6. Move away from the debilitating effect of bad behavior. You may never again see the person you have treated badly, but your harsh action can hauntingly affect your professional or personal performance. You know it and you feel it. It erodes your core values. “It will be in your mind and heart when you walk into a meeting and try to convince the people in the room that they should put their faith in you. And because you won’t believe in yourself, you could jeopardize the outcome of a meeting or relationship,” the authors point out.
7. Resolve disputes via the “echo effect.” To solve disputes, try to be nice and put your head on that person’s shoulders. This thought is anchored on the ancient sage who said, “Learn to walk a mile in the other man’s shoes.” Your sense of compassion will grow by leaps and bounds if you can truly put yourself in the other person’s place. And as you do this, you will discover better solutions to incongruities.

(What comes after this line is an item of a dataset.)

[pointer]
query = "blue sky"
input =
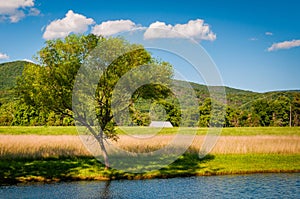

8. Dealing with office politics better with the power of nice. Fundamentally, office politics are typically used with the objective of trying to gain an advantage in the work environment. While you share this goal of striving to get ahead, instead of expending lots of negative energy rushing to grab a slice of the pie for yourself, the authors pushed for thinking and implementing ways on how you can broaden your horizons and bake a bigger pie so everyone gets a piece. When you bake a bigger pie, it’s the ultimate win-win situation. You get more of what you want and feel better about what you’re doing and you create a new recipe for success.
Be nice today and each day of the week. It’s good for the pocketbook and the soul.